The Coastal Resources of Maine waste-to-energy plant in Hampden is seen in operation in 2019. The plant later closed for financial reasons. The Municipal Review Committee continues to look for a partner to finance the reopening of the plant. Courtesy of Fiberight/Coastal Resources of Maine

The nonprofit entity representing the solid waste interests of 115 Maine municipalities is once again pursuing potential partners to help reopen, operate and partially own the shuttered waste-to-energy plant in Hampden after an agreement with a New York-based investment firm fell through.

Members of the Municipal Review Committee in a Zoom meeting Tuesday said Revere Capital Partners is still interested and working toward closing on a deal for the plant, but the committee couldn’t wait any longer and had to end its exclusivity agreement Jan. 31 given MRC’s limited financial capacity.

MRC’s board president, Karen Fussell, said the agreement with Revere ended without a definitive purchase agreement or timeline, and the committee is pursuing capitalization options to reopen the plant, which is called Municipal Waste Solutions.

Revere had expressed confidence it would be able to close the deal early this year after completing an engineering report examining plans to reopen the plant, but that study has not been done.

MRC’s executive director, Michael Carroll, said Tuesday that the MRC sent out 10 proposal letters Friday to entities that had been interested in partnering on the plant.
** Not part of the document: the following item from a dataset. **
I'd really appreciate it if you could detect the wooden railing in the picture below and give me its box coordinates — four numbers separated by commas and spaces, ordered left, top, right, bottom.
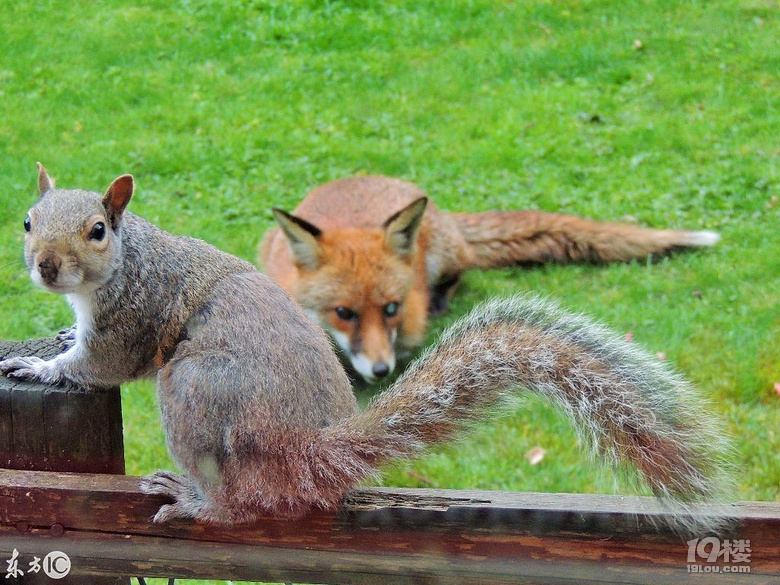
0, 340, 780, 585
The letter outlines goals and tasks, business terms and details of the solicitation process and says MRC is open to ideas on making modifications to equipment, reconfiguring equipment and other changes.

Carroll said the MRC has set an aggressive timeline on solicitations, asking that responses be received by Feb. 20, a partner named by March 1 and a final closing to occur in mid-April, allowing for a 45-day exclusivity period starting March 1.


“Time is of the essence for us,” Carroll said.

He said MRC finances are fine for the time being and if that were to change, the committee would give its members adequate notice. Meanwhile, he and committee members are urging member municipalities, including councilors and selectpersons, to contact legislators to impress on them the state’s dire waste picture, with a state Department of Environmental Protection report saying there is little landfill capacity left in Maine. The Hampden plant must reopen so items can be recycled and waste can be diverted from landfills and used for other purposes.

“We really have no other option,” Carroll said.

Fussell, who is finance director for the city of Brewer, said the MRC has reached out to Augusta for support, and member municipalities will be approached to see if they will offer credit guarantees for financing to ensure the plant reopens. Without the facility, municipalities’ only likely option is landfilling, she said.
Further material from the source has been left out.